Total pay for outside directors at America’s largest corporations increased by a modest 2% in 2016, driven by increases in both cash and stock compensation, according to an analysis released on July 27 by London-based global advisory firm Willis Towers Watson….The Willis Towers Watson study also found that, of all pay elements in a director’s total package, the annual cash retainer for board service experienced the largest increase within the last year, bounding 6% in 2016. Specifically, the study found, median total direct compensation for directors climbed 2% last year, to $260,200—an increase from nearly $255,800 in 2015.
Total direct compensation includes cash pay and annual or recurring stock awards.
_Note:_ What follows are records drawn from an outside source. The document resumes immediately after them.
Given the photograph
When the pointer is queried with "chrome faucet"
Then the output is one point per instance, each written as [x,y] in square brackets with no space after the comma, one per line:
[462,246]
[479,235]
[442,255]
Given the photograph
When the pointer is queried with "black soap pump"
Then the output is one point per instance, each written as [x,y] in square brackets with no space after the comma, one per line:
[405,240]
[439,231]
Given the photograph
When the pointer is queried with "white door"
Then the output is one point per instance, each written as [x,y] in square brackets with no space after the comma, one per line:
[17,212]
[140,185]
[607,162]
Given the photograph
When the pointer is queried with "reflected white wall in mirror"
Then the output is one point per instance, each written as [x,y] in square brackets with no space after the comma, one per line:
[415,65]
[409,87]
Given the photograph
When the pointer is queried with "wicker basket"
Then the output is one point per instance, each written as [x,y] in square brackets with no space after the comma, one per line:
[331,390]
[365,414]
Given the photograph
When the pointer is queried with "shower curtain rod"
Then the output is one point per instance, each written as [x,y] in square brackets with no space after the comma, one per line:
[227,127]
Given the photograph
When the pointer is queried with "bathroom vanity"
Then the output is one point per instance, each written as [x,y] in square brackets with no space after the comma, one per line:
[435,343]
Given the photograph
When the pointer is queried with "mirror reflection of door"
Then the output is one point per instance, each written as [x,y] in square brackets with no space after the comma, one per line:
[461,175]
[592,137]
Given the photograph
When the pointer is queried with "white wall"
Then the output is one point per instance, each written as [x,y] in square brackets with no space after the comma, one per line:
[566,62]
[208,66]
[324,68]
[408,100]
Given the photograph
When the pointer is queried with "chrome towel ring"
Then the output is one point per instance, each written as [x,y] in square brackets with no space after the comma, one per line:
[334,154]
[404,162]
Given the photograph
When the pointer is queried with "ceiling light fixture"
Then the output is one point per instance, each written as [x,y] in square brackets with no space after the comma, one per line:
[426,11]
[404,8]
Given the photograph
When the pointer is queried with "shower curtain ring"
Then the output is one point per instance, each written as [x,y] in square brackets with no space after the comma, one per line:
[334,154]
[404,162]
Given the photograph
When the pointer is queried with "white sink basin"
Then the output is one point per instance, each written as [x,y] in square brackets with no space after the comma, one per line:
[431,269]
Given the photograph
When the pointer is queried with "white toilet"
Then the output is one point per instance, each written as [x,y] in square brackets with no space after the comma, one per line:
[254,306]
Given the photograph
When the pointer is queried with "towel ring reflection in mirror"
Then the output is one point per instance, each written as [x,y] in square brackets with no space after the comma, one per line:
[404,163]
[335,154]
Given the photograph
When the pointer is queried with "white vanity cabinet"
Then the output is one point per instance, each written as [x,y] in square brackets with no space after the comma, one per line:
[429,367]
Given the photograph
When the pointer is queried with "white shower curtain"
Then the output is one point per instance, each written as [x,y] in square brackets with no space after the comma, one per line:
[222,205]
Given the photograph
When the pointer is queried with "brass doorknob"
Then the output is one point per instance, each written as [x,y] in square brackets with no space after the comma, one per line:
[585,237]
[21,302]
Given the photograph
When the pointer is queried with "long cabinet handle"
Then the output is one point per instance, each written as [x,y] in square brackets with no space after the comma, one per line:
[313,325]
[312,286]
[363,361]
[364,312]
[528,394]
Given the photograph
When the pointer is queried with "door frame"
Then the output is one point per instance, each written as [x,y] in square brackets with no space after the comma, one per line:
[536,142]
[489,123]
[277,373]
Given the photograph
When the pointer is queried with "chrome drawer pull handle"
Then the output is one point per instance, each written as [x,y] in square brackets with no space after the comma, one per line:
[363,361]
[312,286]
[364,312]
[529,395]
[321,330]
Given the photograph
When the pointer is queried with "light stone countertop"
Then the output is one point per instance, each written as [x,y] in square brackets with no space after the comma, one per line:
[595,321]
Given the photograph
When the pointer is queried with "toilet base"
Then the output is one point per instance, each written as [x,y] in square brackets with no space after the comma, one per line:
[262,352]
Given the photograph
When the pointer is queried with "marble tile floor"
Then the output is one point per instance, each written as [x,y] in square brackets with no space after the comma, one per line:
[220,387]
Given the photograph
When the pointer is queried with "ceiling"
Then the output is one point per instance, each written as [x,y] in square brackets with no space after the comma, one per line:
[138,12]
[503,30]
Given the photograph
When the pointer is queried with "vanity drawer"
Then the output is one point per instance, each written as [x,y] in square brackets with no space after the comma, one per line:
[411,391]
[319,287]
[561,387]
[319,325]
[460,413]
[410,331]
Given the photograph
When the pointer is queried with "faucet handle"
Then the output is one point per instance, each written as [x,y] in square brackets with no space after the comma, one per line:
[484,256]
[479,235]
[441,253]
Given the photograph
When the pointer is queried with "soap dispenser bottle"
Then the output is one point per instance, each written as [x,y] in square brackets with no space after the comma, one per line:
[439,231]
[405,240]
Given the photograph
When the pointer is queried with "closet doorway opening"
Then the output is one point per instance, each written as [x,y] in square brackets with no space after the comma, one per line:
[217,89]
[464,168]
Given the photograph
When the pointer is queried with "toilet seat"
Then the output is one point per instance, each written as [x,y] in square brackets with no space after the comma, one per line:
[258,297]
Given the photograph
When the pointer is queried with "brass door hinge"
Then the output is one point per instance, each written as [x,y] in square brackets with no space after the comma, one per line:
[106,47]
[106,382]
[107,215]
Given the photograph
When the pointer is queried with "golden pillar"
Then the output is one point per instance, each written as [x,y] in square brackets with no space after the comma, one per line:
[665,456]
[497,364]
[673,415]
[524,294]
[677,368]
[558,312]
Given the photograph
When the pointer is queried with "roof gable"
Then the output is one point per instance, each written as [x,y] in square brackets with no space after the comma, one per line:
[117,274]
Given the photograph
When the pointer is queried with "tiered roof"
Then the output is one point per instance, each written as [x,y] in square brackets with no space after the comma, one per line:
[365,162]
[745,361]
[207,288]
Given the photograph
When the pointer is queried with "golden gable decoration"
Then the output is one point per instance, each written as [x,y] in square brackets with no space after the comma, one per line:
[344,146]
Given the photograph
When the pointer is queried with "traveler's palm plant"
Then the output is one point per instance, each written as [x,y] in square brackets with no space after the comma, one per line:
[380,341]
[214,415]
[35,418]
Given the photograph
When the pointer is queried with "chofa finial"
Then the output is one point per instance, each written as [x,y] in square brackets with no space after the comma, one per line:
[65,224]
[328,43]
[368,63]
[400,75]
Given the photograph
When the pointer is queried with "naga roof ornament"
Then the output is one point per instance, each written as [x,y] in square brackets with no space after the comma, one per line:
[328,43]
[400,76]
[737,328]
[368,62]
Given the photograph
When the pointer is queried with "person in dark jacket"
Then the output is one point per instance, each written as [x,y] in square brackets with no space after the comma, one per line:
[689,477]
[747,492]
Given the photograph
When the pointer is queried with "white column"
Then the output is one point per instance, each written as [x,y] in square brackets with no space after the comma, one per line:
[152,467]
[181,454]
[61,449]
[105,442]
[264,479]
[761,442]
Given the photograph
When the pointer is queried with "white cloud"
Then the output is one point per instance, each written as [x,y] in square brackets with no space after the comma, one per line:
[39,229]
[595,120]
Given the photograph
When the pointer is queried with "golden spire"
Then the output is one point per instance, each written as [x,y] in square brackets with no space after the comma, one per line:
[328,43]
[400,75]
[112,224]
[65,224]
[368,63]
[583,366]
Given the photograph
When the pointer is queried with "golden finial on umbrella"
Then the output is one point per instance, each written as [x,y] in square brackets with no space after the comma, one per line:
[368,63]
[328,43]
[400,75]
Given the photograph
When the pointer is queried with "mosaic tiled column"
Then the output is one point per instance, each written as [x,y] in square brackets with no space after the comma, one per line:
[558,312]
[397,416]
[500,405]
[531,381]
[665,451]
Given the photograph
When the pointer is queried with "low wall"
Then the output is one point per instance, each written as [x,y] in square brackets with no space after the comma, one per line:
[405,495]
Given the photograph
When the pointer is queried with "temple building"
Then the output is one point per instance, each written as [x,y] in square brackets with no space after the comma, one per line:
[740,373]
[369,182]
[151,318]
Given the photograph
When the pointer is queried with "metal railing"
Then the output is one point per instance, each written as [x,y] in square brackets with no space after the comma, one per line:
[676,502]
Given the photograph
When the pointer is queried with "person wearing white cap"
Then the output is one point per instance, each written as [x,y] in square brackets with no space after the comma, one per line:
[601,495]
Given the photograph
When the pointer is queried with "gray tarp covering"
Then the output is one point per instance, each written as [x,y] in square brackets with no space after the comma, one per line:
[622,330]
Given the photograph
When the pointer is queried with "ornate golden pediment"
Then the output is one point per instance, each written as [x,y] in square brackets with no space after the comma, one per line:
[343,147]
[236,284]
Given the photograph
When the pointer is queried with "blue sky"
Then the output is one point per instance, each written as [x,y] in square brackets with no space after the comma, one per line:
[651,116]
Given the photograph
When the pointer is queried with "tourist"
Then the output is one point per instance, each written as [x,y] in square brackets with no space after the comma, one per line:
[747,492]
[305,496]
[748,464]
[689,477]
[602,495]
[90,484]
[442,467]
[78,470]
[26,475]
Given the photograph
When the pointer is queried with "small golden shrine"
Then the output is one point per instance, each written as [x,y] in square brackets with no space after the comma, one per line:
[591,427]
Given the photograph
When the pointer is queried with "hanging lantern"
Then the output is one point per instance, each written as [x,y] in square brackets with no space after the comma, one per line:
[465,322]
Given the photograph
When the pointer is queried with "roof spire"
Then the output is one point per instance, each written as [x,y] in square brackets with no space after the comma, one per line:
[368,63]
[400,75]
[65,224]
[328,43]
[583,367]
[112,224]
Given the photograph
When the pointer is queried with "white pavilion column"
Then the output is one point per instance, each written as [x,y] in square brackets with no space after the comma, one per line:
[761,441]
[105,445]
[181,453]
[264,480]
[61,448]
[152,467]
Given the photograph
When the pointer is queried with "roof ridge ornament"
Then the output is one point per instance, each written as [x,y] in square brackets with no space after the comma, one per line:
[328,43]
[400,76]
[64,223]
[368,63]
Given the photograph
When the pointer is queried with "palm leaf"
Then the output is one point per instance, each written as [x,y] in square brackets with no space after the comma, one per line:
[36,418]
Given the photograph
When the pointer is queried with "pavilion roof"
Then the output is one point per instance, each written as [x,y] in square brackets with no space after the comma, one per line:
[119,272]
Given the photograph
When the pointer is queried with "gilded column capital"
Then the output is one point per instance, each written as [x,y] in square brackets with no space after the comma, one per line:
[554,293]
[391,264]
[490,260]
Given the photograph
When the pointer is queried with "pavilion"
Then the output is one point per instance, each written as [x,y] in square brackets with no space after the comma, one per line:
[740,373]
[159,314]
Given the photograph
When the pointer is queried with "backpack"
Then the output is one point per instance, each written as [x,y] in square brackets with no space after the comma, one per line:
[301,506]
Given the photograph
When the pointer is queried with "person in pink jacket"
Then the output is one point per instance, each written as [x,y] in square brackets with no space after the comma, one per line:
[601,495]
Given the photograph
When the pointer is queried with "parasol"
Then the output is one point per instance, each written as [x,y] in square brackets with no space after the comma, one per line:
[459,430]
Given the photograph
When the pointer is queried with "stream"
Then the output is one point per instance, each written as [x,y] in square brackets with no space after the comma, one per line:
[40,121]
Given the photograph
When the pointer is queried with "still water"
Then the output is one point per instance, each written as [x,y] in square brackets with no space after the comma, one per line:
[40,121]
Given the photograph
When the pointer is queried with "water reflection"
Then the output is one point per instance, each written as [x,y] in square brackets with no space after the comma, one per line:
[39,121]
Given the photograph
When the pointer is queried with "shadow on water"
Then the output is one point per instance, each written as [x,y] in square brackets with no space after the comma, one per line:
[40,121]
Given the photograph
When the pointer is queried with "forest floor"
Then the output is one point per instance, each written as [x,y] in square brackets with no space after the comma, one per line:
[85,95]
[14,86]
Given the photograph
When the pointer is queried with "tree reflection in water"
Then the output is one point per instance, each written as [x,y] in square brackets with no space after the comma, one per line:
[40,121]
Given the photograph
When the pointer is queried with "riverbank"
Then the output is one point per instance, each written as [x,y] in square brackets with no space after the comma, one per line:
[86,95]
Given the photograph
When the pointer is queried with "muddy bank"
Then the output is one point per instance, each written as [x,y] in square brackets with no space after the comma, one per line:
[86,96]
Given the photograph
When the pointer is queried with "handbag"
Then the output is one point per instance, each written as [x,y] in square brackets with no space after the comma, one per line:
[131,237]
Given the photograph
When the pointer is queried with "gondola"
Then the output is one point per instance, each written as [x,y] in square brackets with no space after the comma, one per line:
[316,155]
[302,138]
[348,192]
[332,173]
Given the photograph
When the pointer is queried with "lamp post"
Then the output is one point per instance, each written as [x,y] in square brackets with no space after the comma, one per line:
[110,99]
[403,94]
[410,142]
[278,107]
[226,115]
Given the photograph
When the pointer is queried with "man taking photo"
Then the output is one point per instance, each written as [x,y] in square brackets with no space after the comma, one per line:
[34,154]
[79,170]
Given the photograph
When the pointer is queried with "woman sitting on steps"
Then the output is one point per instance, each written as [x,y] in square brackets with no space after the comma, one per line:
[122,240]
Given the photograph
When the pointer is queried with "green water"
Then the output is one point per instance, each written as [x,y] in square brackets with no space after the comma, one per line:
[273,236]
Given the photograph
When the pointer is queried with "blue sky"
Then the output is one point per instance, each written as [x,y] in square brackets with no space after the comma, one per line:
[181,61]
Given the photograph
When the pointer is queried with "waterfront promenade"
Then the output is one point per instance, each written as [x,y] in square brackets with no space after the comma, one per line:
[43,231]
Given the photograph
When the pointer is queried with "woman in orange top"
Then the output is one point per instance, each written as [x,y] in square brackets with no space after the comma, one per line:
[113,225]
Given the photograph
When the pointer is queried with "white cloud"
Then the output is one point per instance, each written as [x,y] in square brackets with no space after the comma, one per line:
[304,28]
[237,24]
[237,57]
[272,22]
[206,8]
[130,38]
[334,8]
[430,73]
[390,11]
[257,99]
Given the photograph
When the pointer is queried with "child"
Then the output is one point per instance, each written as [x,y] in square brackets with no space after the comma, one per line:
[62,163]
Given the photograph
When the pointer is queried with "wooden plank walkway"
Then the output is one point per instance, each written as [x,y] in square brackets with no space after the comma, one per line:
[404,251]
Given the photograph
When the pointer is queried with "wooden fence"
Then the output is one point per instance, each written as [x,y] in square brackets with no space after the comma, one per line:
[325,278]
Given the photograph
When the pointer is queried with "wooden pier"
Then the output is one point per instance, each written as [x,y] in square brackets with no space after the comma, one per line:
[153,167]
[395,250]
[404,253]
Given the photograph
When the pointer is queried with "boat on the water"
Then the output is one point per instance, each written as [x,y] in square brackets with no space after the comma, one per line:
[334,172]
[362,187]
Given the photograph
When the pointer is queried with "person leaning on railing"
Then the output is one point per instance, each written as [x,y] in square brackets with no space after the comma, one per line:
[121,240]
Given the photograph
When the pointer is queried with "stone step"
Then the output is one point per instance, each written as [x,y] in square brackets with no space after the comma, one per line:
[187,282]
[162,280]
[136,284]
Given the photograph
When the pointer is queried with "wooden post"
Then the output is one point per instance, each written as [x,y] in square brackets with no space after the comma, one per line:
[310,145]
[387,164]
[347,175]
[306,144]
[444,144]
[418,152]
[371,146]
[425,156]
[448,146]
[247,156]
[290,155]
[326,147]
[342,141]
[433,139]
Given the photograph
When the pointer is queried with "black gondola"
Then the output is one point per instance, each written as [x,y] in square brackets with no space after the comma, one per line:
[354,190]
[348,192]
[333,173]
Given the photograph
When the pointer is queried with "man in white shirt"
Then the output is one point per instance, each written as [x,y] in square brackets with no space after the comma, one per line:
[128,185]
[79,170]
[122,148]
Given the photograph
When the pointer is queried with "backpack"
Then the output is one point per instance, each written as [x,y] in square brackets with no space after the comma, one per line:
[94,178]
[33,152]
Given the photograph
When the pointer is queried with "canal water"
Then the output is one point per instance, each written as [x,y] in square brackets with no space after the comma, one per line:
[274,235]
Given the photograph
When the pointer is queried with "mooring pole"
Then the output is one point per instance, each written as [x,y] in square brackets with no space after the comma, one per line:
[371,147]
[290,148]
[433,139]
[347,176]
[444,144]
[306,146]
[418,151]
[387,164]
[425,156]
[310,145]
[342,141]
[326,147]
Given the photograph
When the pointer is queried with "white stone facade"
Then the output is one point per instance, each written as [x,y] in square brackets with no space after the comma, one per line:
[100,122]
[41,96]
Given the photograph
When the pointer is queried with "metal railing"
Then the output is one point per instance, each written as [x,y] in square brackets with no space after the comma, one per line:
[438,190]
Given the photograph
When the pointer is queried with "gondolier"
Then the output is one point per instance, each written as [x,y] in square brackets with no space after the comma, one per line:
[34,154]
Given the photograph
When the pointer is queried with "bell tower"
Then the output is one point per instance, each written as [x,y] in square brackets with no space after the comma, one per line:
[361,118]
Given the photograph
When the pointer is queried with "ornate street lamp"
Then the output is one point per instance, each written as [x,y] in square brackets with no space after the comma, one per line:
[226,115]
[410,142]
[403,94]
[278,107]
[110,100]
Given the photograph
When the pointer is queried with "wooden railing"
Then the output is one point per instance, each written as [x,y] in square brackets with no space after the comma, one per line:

According to the analysis, the median value of cash compensation increased 4% in 2016, to $105,000, while the median value of annual stock compensation rose 2% to $150,000. The average mix of pay remained relatively constant at 57% in equity and 43% in cash.
The study identified a number of other key findings. Among them:
Caps on director-specific awards. More than half (53%) of companies place a cap on annual stock grants to individual directors—and more than one-quarter (26%) have expanded the pay ceiling to comprise cash and/or total compensation. There has also been a substantial, 10-point shift toward basing limits on a fixed dollar amount (73%), up from 63% last year.
Board leadership pay. Nearly three-quarters (73%) of companies now look to lead directors as an alternative to having a chairman serve as the highest-ranking independent board member. Such lead directors received an extra $30,000 in compensation last year, up from $25,000 in 2015.Stock ownership and retention guidelines. Companies continue to maintain stock ownership guidelines and retention requirements for directors. Fully 93% of Fortune 500 companies now have one or both mandates in place. Most guidelines (82%) are based on a multiple of the annual retainer.